Research in computational neuroscience

We are in search of excellent graduate students and postdocs with backgrounds across the spectrum in experimental and systems / computational neuroscience – in particular, those with experience in optogenetics, machine learning, behavioral analysis, or biophysical modeling.
 

Navigating complex odor plumes.

Understanding how insects navigate odor plumes has been challenging because of difficulties in visualizing odors and measuring fly responses in the same experiment. We identified an attractive odor that allows us to do this, enabling us to characterize navigation in naturalistic plumes that vary in both space and time. We found that when the timing and location of odor encounters become uncertain, walking flies abandon reflexive strategies determined by the most recent whiff, and instead navigate using biased random walks shaped by an entire sequence of odor encounters. Combining this framework with optogenetics, we are examining the computations and neural mechanisms insects use to navigate odor plumes. Key questions are: How do flies adapt their navigation strategy when the statistics of the odor plume change? How do they combine information from wind direction and odor encounters? How do they incorporate the feedback of behavior onto sensation into their navigation strategy? Which neural circuitry support such computation?

 

 

 

 

 

Adaptation and the combinatorial coding of odors.

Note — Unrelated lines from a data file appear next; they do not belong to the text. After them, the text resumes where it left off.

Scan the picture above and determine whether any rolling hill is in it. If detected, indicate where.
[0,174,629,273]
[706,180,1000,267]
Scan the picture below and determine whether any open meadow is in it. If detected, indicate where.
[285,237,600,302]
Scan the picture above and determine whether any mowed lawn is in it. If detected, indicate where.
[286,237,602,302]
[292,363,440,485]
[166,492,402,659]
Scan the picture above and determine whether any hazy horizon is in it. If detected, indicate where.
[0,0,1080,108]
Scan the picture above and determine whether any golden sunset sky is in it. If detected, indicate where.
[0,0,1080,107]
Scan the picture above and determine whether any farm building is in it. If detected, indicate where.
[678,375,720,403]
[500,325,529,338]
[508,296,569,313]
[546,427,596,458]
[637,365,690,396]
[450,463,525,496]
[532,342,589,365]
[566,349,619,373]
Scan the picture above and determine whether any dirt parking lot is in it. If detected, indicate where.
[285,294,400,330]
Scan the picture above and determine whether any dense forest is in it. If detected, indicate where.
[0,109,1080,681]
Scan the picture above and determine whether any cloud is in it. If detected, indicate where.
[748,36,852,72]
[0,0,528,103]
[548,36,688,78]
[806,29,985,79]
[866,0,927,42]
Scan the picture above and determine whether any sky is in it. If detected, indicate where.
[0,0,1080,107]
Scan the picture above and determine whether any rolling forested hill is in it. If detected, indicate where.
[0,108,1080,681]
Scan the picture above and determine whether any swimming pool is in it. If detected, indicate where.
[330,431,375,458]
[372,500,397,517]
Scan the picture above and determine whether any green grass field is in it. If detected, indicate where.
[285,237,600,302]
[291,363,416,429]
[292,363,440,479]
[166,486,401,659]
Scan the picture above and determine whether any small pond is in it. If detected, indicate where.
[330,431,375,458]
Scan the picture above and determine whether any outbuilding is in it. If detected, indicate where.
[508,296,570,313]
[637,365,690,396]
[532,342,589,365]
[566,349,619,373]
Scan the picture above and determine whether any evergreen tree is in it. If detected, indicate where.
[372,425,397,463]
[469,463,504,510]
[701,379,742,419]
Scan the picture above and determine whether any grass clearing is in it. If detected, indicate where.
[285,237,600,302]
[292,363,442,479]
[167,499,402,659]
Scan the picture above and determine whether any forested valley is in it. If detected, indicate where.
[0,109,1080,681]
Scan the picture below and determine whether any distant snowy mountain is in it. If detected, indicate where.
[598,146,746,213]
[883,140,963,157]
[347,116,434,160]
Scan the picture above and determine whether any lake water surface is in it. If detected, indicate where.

Insects detect odors using an array of olfactory receptor neurons (ORNs) that each express only one type of odor receptor (OR). To understand how this system simultaneously encodes odor identity and intensity, we characterized ORN adaptation. We discovered that ORNs adapt their gain to both the mean and variance of the signal intensity, that adaptation to the mean follows Weber-Fechner’s law (just like in E. coli), and that such front-end adaptation may contribute significantly to preserving combinatorial odor codes in the presence of environmental fluctuations and background odors. A key aspect of these findings is that except for differences in odor-receptor affinities, ORN responses and adaptation dynamics are similar across many odor-receptor combinations. WE are investigating the molecular origin of such invariance using eletrophysiology, behavior and targetted genetic mutations using generated using CRISPR/Cas9.